The symbol \(\circ\) means the Hadamard product between two vectors, which is simply the element-wise product. Thus \((0,0.5,1.0) \circ (3.0,4.0,2.0) = (0,2.0,2.0)\).

To understand how the LSTM works, let's look at the equations in turn.

The first three equations are affine functions of the input and previous hidden state vector - in other words, they are fully connected linear layers. The logistic function is applied to this, giving output vectors \(\myvec{f}_t\), \(\myvec{i}_t\) and \(\myvec{o}_t\) with components in the interval \((0,1)\). These output vectors will be used as 'gates' to control the flow of information through the LSTM.

The vector \(\myvec{c}\) is the ongoing memory of the LSTM - the cell state. The previous memory \(\myvec{c_{t-1}}\) enters the cell and is first attenuated (gated) by \(\myvec{ f}_t\) (i.e. the components of \(\myvec{c}_{t-1}\) are multiplied elementwise by the components of \(\myvec{f}_t\)). A new memory is added in and the result leaves the cell as \(\myvec{c}_t\). The memory addition is based on \(\myvec{\tilde{c}}\), which is itself an affine function of the input and previous hidden state followed by the hyperbolic tangent function (\(tanh\)). Before adding in, this new memory is attenuated by \(\myvec{i}_t\).

Finally, the output hidden state \(\myvec{h}_t\) is scaled element wise by the new cell state \(\myvec{c}_t\), attenuated by \(\myvec{o}_t\).

Just as for the vanilla RNN, a linear output layer at each time step can be added as a function of \(\myvec{h}_t\) (not shown).

The LSTM cell within a neural network is normally represented as follows:

Similar to the Elman RNN diagram except that the hidden state is replaced by an LSTM cell.

Figure 7. LSTM architecture diagram

Gated recurrent unit

The Gated Recurrent Unit (GRU) does away with the cell state of an LSTM, and simply uses the hidden state \(\myvec{h}_t\) for the persistent memory. The architecture of a GRU cell looks like this:

Simpler than the LSTM cell architecture. There is no cell state and everything hinges on the hidden state, which is shown as passing through as for the cell state in the LSTM. As for the LSTM, there is additional machinery to attenuate and add in a new value that depends on the current input and previous hidden state.

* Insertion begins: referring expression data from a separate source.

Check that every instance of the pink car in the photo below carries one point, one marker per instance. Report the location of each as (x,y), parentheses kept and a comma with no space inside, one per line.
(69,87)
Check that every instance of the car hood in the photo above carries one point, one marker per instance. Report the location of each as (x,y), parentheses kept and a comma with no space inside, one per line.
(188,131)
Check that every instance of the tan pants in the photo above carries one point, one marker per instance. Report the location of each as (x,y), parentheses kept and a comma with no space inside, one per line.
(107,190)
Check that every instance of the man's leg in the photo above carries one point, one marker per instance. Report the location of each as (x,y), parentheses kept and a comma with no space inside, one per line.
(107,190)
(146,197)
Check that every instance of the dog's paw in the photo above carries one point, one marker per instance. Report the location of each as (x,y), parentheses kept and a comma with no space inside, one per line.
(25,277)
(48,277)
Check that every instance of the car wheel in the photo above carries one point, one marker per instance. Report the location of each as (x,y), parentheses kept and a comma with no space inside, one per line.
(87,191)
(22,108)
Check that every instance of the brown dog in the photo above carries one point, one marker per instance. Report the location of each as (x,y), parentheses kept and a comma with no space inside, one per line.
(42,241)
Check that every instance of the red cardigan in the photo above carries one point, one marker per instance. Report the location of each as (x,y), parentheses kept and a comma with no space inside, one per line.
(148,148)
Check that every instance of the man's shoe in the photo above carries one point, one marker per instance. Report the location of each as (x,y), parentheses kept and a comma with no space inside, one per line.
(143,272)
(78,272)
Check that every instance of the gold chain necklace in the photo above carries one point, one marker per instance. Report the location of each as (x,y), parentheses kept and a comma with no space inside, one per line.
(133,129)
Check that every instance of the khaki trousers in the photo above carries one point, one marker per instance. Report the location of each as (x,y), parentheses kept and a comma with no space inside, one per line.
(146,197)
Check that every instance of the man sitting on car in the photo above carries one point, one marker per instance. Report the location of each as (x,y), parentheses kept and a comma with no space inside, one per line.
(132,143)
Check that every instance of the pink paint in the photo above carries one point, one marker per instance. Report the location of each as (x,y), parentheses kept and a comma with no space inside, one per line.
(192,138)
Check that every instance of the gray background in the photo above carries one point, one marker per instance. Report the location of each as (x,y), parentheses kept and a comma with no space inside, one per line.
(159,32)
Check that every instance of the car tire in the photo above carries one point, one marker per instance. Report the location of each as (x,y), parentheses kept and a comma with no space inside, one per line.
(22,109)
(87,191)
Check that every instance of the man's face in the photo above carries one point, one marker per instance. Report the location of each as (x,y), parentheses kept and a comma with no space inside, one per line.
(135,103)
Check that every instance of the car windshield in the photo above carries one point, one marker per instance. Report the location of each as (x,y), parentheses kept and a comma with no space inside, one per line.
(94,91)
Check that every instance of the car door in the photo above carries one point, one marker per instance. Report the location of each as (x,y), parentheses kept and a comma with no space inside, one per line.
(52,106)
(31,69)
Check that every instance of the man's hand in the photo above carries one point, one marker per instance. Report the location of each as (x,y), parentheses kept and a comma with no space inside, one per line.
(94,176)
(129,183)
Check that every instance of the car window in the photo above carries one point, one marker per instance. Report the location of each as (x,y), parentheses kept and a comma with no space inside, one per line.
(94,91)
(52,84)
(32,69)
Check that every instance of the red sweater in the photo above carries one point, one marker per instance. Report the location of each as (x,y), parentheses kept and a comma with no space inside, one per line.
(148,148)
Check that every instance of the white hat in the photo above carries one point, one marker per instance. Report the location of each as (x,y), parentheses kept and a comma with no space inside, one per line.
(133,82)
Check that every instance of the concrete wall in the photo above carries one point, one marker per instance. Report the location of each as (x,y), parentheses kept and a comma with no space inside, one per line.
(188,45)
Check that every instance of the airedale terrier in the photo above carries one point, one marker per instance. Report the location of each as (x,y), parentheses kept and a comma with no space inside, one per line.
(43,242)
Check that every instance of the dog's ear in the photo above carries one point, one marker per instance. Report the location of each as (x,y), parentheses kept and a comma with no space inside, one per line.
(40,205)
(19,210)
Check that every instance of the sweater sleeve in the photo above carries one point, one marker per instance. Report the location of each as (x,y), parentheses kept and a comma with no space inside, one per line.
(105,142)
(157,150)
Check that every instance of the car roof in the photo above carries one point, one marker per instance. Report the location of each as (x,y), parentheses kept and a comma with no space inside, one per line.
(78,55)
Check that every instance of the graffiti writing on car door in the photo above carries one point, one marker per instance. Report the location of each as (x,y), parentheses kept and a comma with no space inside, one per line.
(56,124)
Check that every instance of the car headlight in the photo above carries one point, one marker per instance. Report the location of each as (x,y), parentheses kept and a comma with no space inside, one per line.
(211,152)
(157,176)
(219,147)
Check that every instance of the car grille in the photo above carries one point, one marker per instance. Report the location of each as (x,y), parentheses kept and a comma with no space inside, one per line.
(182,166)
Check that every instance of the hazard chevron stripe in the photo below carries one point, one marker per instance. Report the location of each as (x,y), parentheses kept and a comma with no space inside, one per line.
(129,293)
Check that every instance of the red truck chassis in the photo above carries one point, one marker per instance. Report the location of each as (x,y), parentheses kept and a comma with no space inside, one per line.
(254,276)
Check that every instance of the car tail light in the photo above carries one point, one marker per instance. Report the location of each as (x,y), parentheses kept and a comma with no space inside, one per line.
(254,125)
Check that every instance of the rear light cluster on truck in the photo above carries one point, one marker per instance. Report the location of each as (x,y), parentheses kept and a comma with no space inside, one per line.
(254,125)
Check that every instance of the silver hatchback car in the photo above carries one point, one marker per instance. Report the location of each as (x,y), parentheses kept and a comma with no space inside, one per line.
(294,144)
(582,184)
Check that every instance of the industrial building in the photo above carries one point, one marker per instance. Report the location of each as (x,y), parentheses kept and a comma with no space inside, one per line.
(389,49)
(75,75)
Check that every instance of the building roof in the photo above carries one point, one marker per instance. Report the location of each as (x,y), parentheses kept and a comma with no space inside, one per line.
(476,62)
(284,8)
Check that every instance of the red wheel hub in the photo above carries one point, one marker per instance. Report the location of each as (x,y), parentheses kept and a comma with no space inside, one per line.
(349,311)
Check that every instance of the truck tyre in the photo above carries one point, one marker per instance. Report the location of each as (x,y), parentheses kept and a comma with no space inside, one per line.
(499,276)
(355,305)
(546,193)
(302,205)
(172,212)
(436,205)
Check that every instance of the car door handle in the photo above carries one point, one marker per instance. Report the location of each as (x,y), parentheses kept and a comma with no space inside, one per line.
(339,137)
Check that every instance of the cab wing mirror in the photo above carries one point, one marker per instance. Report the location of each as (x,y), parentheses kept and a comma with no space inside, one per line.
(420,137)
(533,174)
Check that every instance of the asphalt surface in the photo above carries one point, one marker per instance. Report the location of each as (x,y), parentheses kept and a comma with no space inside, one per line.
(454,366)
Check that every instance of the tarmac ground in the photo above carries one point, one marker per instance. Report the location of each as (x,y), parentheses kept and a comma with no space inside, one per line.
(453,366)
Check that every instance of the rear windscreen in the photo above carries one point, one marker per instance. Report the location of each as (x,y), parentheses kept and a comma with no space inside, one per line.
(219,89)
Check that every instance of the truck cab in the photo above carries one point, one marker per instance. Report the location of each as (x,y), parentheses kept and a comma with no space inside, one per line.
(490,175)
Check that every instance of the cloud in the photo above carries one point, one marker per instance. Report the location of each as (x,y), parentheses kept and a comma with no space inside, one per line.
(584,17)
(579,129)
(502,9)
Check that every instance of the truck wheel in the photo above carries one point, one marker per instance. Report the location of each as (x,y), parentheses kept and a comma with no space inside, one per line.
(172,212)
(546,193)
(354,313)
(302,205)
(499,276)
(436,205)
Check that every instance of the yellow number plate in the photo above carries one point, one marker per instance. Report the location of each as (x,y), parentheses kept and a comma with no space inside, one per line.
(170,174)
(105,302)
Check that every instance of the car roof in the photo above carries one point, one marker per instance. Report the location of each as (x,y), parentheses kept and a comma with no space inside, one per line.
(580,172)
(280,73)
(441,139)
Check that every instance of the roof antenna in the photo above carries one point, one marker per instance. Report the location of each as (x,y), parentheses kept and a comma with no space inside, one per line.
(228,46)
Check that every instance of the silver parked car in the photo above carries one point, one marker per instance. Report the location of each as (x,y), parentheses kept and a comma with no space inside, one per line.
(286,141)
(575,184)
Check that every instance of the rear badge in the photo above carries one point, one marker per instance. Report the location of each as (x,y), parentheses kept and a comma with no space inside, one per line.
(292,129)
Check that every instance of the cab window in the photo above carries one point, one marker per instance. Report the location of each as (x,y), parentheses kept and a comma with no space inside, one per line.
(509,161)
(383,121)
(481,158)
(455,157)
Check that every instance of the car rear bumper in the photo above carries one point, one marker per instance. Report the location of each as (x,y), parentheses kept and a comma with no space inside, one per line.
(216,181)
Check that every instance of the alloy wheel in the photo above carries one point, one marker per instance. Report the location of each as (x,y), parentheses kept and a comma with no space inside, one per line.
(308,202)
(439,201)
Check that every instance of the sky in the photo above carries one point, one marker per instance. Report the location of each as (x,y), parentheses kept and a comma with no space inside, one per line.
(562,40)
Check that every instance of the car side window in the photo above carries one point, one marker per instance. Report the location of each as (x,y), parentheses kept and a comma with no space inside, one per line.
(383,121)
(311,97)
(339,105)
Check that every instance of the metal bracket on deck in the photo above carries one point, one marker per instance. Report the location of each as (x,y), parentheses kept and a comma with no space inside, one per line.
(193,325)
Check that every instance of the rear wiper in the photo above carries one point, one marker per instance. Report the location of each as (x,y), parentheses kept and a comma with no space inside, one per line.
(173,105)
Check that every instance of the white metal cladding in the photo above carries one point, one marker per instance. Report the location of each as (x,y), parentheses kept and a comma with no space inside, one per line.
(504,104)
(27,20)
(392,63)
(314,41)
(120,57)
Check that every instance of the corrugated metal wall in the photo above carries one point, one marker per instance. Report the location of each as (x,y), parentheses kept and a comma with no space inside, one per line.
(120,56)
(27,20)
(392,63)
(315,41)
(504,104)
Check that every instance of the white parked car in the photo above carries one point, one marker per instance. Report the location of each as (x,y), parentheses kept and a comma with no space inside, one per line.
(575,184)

Figure 8. GRU cell architecture

\[ \begin{align} \myvec{z}_t &= \sigma (\mymat{W}_z\myvec{x}_t + \mymat{U}_z \myvec{h}_{t-1} + \myvec{b}_z ) \\ \myvec{r}_t &= \sigma (\mymat{W}_r\myvec{x}_t + \mymat{U}_r \myvec{h}_{t-1} + \myvec{b}_r ) \\ \\ \hat{\myvec{h}}_t &= \tanh(\mymat{W}_h\myvec{x}_t + \mymat{U}_h (\myvec{r}_t \circ \myvec{h}_{t-1}) + \myvec{b}_h) \\ \myvec{h}_t &= (1-\myvec{z}_t)\circ\myvec{h}_{t-1} + \myvec{z}_t\circ\hat{\myvec{h}}_t \end{align} \]

The first two equations are fully connected linear layers taking the input and previous hidden state vectors. The logistic function is applied to this, giving output vectors \(\myvec{z}_t\) and \(\myvec{r}_t\) with components in the interval \((0,1)\). These output vectors will be used as 'gates' to control the flow of information through the GRU.

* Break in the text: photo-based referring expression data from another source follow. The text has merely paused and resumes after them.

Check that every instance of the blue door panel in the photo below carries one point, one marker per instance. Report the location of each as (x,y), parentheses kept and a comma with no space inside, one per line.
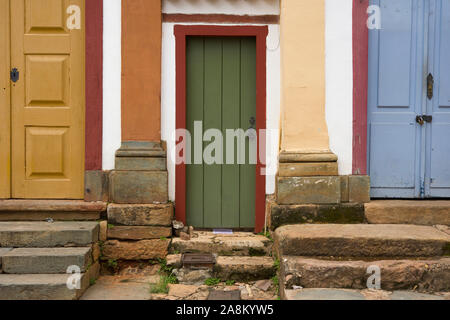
(395,54)
(392,146)
(440,156)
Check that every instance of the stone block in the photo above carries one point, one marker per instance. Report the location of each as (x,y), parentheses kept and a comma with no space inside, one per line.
(139,186)
(307,169)
(138,232)
(344,188)
(96,186)
(359,189)
(135,250)
(103,234)
(288,157)
(46,260)
(305,190)
(309,213)
(140,214)
(141,163)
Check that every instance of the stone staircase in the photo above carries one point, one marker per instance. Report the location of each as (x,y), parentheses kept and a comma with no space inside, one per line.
(318,257)
(242,256)
(35,255)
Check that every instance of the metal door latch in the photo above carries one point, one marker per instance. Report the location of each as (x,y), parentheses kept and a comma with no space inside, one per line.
(430,86)
(424,118)
(14,75)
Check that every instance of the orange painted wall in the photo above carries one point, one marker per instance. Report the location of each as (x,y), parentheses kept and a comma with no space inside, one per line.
(141,70)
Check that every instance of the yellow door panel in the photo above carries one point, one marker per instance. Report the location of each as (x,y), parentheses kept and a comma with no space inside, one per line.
(5,128)
(47,101)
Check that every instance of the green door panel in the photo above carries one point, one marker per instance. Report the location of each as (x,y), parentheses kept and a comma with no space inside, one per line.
(221,92)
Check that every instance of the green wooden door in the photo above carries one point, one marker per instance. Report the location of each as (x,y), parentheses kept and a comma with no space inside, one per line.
(221,93)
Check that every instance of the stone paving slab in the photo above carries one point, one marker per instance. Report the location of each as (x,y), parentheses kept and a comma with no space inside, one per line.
(39,287)
(345,294)
(46,260)
(120,288)
(423,275)
(361,240)
(421,212)
(43,234)
(237,244)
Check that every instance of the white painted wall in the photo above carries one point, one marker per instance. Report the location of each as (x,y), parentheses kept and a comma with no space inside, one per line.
(168,72)
(241,7)
(112,65)
(339,80)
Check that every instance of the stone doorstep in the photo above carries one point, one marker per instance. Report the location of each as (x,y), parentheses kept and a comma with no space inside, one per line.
(46,260)
(361,240)
(138,232)
(345,294)
(51,206)
(39,210)
(43,286)
(26,234)
(244,268)
(141,214)
(238,268)
(308,190)
(419,212)
(238,244)
(431,275)
(135,250)
(311,213)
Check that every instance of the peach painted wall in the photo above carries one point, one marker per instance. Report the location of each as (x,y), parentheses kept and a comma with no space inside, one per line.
(141,70)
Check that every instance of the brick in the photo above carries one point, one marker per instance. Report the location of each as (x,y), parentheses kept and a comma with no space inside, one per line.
(138,232)
(140,215)
(307,169)
(138,187)
(135,250)
(308,190)
(359,189)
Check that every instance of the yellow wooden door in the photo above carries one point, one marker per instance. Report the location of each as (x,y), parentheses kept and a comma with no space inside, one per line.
(47,102)
(5,127)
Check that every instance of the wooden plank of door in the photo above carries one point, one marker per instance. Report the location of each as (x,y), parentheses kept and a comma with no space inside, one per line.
(47,101)
(213,120)
(231,120)
(5,107)
(194,106)
(248,110)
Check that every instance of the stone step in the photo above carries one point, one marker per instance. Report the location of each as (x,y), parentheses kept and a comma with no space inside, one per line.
(39,210)
(44,235)
(237,244)
(361,240)
(345,294)
(418,212)
(41,286)
(425,275)
(244,268)
(46,260)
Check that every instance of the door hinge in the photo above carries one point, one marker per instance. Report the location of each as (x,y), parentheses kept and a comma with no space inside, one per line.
(14,75)
(430,86)
(424,118)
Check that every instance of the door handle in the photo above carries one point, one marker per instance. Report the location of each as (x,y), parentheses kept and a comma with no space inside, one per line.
(430,86)
(424,118)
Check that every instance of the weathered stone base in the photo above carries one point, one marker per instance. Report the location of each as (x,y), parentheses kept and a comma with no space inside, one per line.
(308,190)
(135,250)
(138,187)
(312,213)
(140,214)
(421,275)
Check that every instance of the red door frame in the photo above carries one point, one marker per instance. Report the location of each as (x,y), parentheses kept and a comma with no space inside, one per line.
(360,83)
(260,32)
(94,84)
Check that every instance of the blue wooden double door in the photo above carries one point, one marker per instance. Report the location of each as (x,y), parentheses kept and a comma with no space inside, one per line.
(409,100)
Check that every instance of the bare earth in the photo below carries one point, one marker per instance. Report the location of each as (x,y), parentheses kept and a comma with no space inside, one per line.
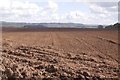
(60,55)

The third equation produces a prospective value \(\hat{\myvec{h}}_t\) for the new hidden state vector as an affine function of the input and previous hidden state vector, except that the previous hidden state vector is gated by \(\myvec{r}_t\). This gating effectively determines the extent to which the previous hidden state influences the prospective value for the current hidden state.

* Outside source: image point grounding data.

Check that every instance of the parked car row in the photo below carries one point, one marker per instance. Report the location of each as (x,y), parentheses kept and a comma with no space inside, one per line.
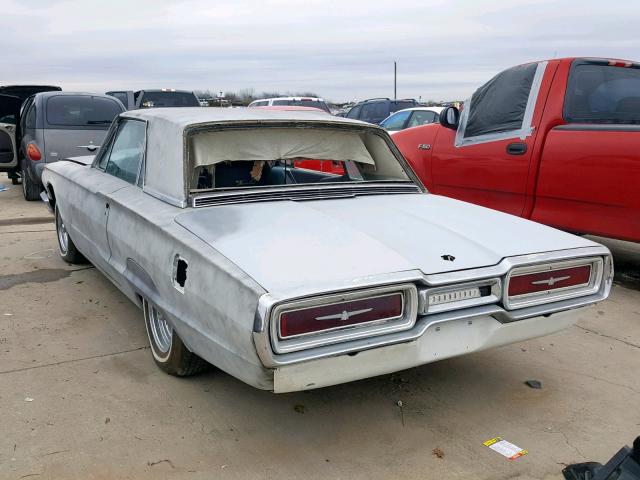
(42,124)
(312,102)
(205,218)
(158,98)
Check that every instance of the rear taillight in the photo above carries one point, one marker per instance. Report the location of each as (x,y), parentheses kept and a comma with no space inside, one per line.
(552,282)
(549,280)
(33,152)
(323,318)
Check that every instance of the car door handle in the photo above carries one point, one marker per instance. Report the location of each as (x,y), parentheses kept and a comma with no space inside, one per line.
(90,147)
(517,148)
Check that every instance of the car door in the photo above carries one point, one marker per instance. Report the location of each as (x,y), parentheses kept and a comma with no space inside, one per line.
(76,125)
(487,160)
(9,114)
(590,166)
(126,164)
(84,207)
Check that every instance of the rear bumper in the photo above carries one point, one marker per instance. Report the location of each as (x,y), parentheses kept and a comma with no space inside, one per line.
(439,341)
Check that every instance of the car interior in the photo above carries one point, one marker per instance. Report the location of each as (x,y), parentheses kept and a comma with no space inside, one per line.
(277,156)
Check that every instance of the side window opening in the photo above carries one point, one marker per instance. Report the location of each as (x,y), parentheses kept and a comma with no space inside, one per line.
(30,118)
(602,93)
(500,105)
(127,151)
(354,112)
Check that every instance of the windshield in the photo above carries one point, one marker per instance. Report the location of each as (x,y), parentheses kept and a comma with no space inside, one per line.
(81,111)
(303,103)
(169,99)
(275,156)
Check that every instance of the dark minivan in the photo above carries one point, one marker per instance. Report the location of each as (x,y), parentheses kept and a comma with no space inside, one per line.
(58,125)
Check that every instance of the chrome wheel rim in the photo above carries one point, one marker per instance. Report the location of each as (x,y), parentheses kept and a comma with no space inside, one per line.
(63,236)
(161,331)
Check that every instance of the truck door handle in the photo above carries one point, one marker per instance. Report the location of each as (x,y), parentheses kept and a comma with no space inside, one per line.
(517,148)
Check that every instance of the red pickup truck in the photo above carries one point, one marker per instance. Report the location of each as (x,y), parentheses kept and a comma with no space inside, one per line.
(556,141)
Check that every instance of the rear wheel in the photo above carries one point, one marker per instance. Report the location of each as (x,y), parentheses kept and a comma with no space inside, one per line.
(168,351)
(68,250)
(30,189)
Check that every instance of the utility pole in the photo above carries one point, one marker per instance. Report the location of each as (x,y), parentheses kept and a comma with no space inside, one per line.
(395,80)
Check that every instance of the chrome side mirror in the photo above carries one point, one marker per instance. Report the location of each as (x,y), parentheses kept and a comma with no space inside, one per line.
(450,118)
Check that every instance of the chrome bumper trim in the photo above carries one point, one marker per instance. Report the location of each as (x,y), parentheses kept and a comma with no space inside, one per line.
(267,302)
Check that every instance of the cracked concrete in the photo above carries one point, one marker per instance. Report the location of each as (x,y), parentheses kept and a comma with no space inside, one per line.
(100,409)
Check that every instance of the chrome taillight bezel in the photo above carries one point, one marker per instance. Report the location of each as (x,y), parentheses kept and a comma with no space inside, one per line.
(495,294)
(351,332)
(554,294)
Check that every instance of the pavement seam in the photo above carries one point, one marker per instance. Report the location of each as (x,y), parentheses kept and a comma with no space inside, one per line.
(73,360)
(28,231)
(631,344)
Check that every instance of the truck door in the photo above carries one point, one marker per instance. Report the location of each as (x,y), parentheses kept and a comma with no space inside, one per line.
(590,166)
(487,160)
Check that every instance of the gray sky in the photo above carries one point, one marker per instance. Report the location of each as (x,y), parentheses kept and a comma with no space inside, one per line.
(344,50)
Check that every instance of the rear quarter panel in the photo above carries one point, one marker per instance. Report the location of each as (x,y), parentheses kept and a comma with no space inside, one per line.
(214,315)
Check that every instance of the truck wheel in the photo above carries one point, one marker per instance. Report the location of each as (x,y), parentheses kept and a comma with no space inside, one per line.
(68,250)
(168,351)
(30,190)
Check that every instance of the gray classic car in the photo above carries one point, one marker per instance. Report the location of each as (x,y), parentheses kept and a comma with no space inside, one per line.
(245,252)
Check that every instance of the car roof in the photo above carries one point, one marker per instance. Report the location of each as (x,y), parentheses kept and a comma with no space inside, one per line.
(165,90)
(182,117)
(314,99)
(166,137)
(87,94)
(292,108)
(428,109)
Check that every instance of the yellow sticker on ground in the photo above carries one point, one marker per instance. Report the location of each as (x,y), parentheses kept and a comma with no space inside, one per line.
(504,448)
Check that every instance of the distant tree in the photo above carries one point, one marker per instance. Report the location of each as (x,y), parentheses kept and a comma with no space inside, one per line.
(247,95)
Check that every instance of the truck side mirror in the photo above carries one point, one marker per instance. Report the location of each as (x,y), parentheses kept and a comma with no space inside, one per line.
(450,117)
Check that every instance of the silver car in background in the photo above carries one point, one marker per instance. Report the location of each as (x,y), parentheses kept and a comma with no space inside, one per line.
(57,125)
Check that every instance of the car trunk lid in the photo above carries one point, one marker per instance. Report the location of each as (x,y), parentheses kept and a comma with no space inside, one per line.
(286,244)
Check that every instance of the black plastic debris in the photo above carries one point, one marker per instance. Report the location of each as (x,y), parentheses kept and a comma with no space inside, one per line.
(537,384)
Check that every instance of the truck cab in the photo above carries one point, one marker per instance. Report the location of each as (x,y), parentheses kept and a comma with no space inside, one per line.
(553,141)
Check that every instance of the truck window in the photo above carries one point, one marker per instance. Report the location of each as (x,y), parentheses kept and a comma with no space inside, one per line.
(598,93)
(169,99)
(81,111)
(500,104)
(122,96)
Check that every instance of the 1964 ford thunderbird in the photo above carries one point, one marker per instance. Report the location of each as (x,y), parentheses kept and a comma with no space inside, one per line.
(291,279)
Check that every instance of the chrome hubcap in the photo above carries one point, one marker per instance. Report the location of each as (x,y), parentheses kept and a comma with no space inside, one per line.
(63,236)
(160,330)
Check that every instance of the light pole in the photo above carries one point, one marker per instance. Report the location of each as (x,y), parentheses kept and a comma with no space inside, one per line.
(395,80)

Finally, the fourth equation computes a final hidden state \(\myvec{h}_t\) by blending together the previous hidden state and the prospective hidden state computed in the third equation. The proportions of either constituent depend on \(\myvec{z}_t\). The operation labelled '1-' subtracts the input elementwise from 1.

The state can be seen as a persistent memory which can pass through a timestep unchanged if \(\myvec{z}_t = 0\) (by the fourth equation). If on the other hand \(\myvec{z}_t = 1\), the value is replaced by a new value, which could be entirely independent of the previous state (i.e. when \(\myvec{r}_t = 0\)).